Radars Info Burkina : Au regard de la recrudescence des attaques terroristes qui endeuillent particulièrement le Burkina Faso, le président du Faso a décrété le 31 décembre 2018 l’état d’urgence dans certaines provinces du pays, notamment celles les plus frappées par la nébuleuse terroriste. En tant qu’expert en gouvernance de sécurité, expliquez-nous les différentes facettes de cette mesure en temps de crise.
Anihifahata Yacoub Sié Rachid Palenfo : L’état d’urgence est une circonstance exceptionnelle qui permet de réduire les libertés publiques en vue de ramener la sécurité et l’ordre public sur un territoire donné. Il est décrété après délibération en Conseil des ministres par le président du Faso. Il peut s’appliquer à tout le territoire national ou seulement à une partie du pays. Il est aussi décrété en cas de troubles graves à l’ordre public, en cas d’atteinte grave à la sécurité du pays et en cas de calamité naturelle. L’état d’urgence est décrété pour une période initiale de 12 jours, conformément à l’alinéa 2 de l’article 2 de la loi du 31 août 1959. Au-delà de ces 12 jours, la mesure peut être prorogée par l’Assemblée nationale.

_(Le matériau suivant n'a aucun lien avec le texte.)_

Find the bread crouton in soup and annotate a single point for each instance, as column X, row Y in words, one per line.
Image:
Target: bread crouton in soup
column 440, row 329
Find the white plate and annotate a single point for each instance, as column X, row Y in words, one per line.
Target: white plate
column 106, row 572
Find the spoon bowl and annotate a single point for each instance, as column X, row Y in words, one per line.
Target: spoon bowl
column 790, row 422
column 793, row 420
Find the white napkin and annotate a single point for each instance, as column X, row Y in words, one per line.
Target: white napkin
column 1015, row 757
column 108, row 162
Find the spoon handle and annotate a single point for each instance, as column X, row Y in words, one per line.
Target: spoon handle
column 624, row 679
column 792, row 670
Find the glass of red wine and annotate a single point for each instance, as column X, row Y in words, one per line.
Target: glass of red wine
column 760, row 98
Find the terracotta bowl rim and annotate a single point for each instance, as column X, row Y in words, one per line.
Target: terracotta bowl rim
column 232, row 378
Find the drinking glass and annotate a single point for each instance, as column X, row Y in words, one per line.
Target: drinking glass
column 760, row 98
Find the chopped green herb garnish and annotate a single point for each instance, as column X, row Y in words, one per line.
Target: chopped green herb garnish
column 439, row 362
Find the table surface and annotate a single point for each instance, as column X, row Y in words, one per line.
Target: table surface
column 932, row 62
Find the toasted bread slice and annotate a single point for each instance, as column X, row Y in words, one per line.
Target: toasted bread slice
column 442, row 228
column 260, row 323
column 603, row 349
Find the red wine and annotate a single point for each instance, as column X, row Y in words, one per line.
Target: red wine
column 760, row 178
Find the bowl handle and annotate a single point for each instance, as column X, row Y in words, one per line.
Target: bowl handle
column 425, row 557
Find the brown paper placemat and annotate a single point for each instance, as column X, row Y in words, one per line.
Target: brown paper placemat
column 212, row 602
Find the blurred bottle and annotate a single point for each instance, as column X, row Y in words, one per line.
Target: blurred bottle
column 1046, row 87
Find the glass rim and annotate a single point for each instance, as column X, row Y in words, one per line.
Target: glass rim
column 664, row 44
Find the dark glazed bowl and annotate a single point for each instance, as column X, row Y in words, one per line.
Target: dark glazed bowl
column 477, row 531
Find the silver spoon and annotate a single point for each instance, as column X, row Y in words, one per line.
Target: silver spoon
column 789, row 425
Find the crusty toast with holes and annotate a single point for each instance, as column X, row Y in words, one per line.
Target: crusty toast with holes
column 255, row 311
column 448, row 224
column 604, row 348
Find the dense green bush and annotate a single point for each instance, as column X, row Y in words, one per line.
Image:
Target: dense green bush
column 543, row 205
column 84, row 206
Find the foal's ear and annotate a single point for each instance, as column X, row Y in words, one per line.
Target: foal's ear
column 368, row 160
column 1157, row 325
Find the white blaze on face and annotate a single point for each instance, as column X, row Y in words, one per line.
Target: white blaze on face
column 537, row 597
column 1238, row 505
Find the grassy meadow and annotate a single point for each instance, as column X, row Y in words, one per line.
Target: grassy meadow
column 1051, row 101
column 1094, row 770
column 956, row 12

RIB : Dans le contexte actuel, que va concrètement apporter l’état d’urgence dans la lutte contre les forces du mal ?
AYSRP : L’état d’urgence a pour avantage de renforcer les capacités juridiques des autorités de police administrative ainsi que des Forces de défense et de sécurité. Grâce à cette mesure, le ministre de la Sécurité peut, par exemple, assigner à résidence des personnes pour un moment donné. Un couvre-feu peut aussi être décidé dans les localités où l’état d’urgence est décrété, en vue d’encadrer la liberté d’aller et de venir. Avec l’état d’urgence, il peut également être procédé à des perquisitions administratives en tout lieu et en tout temps dans les localités concernées. Ces perquisitions peuvent être effectuées par tout agent de la force publique autre que les officiers de police judiciaire (OPJ), ce qui n’est pas le cas en temps ordinaire. De plus, cette mesure permet d’aller plus loin en matière de contrôles routiers en allant jusqu’à fouiller l’intérieur des véhicules ; tout cela en vue de rechercher des personnes contre lesquelles il y a des préventions de terrorisme ou encore les armes et munitions qu’elles utilisent. L’état d’urgence permet aussi de procéder à des rétentions administratives dont les délais peuvent être supérieurs aux délais normaux d’une garde à vue. Il permet enfin la recherche et la saisie d’armes entre les mains de personnes, que ces dernières aient les documents de ces armes ou pas. Pour tout dire, c’est vraiment une mesure de renforcement des capacités juridiques des unités de voies publiques. Toutefois, une chose est de décréter l’état d’urgence, qui au demeurant n’est qu’un acte juridique, et une autre chose est de garantir son efficacité. En d’autres termes, si la mesure n’est pas suivie de mesures d’accompagnement sur le terrain, c'est-à-dire opérationnelles et stratégiques, il faut craindre qu’elle ne produise pas les effets escomptés à travers son instauration.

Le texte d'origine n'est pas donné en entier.